Para la última audición de violonchelo antes de entrar en el conservatorio, mi profesor se empeñó en que tocara de memoria por primera vez.
—Pero tú sacas la partitura y dejas el atril a un ladito, aunque no la mires, que eso queda muy elegante —me dijo.
Yo no veía la elegancia por ninguna parte —sigo sin verla—, pero era mi profesor y le hice caso.
Aunque durante el grado medio de música tocaría siempre de memoria y llegaría a parecerme más orgánico y sencillo que estar pendiente de la partitura, en ese momento nadie me lo había sugerido aún. Y yo era demasiado niña para comprender que, liberada de la chuleta, todos tus sentidos quedan disponibles para que los distribuyas como quieras. Cuando tocas de memoria la expresividad se refina, descubres qué buscaba el compositor con aquel intervalo o este silencio o ese legato, la intuición te guía para diseñar tus propias digitaciones, el instrumento deviene un compañero de baile más que un artefacto contra el que debes pelear para que suene bonito.
Pero, como digo, yo todo eso aún no lo sabía. La orden que mi profesor hizo pasar por sugerencia condicionó mi estudio durante semanas. Cada vez que me sentaba delante del preludio de la Suite nº1 para violonchelo de Johann Sebastian Bach para memorizar sus compases, me convencía más y más de que me olvidaría de alguno en plena actuación y entonces el edificio entero se derruiría.
A pesar de todo, llegué a la audición con bastante seguridad en mí misma. Más que segura, llegué tranquila. En casa había tocado el preludio unas cien veces de memoria sin apenas errores. Además, la partitura siempre estaría en un atril situado a un metro y medio de mí. Podría recurrir a la trampa si me echaba atrás en el último momento. Mi profesor ni siquiera se enteraría, porque un compromiso familiar le impedía acudir aquella tarde. Y, de todos modos, ¿qué más daba? ¡Las notas ya estaban puestas!
Como me graduaba aquel curso, fui de las últimas en actuar. Salí al escenario con mi violonchelo en una mano —la correa colgando de una clavija, como siempre— y el arco y la partitura en la otra.
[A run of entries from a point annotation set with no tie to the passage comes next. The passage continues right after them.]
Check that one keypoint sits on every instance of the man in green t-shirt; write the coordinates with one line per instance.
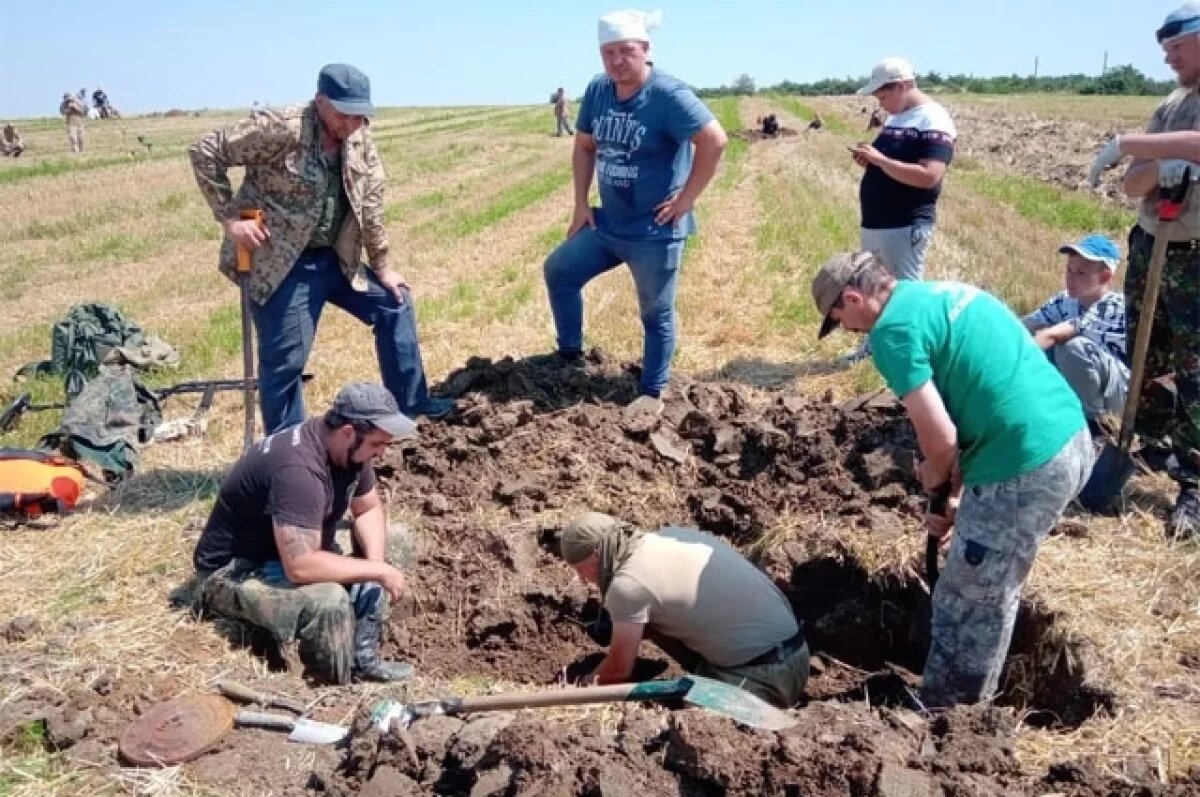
(1000, 430)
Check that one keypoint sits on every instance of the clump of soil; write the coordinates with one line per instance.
(835, 749)
(534, 438)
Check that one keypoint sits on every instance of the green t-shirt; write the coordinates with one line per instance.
(1012, 407)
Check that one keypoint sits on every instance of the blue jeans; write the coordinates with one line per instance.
(655, 269)
(287, 324)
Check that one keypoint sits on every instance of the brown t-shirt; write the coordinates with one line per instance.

Antes de sentarme, dejé el libro de las Suites de Bach en el atril, abierto por la pieza que interpretaría a continuación, y lo alejé hasta que las notas fueron ilegibles. Entonces sí: me senté y, cobijada por el silencio del aula, empecé a tocar.
Llegué al quinto pentagrama antes de quedarme en blanco. Horas y horas dale que te pego a la obra para violonchelo más popular —y, por qué no decirlo, más cansina— de la historia de la música, para acabar traicionándola en menos de un minuto. No tenía ni idea de qué nota venía a continuación. Sin decir una palabra, sin mirar al público, sin hacer un gesto de más, me levanté de la silla, alargué el brazo hacia mi derecha y rodeé con mi mano el frío acero del atril. No lo coloqué justo enfrente de mí para seguir siendo visible para el resto de alumnos y padres y profesores, pero lo dejé lo suficientemente cerca como para leer la partitura, igual que venía haciendo en cada audición de cada año de mi vida de estudiante de música hasta esa tarde.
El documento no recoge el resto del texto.